Using MATLAB and statistics to analyze raw vehicle data

I am sharing an example of the workflow I would follow for getting insights from real-world data using histograms and some very basic statistics.

Using MATLAB and statistics to analyze raw vehicle data
Photo by Samule Sun / Unsplash

It’s been a couple of weeks since I published the initial post of a series about replacing MATLAB with Python. If you haven’t read it yet, the short story is that I forced myself to use Python to do some of the tasks I would normally do using MATLAB at work. I committed to sharing what I've learned in the process, including simple code examples to illustrate it, which may be useful if you are interested in doing something similar. I'm no expert, though, so don't expect to see super complex codes or analyses here!

However, I figured that it would be easier to share separately the MATLAB examples and the Python ones. Mainly because, otherwise, the articles would be excessively long.

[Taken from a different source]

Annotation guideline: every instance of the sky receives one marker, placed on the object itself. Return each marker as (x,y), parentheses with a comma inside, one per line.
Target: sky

In this second entry, I am sharing an example of the workflow I would follow for getting insights from real-world data using histograms and some very basic statistics.

We will be using two datasets containing raw data logged from the CAN bus of a Formula Student Electric car. The data is already stored in a .CSV format to make this more “universal”, since there are different formats for storing automotive data.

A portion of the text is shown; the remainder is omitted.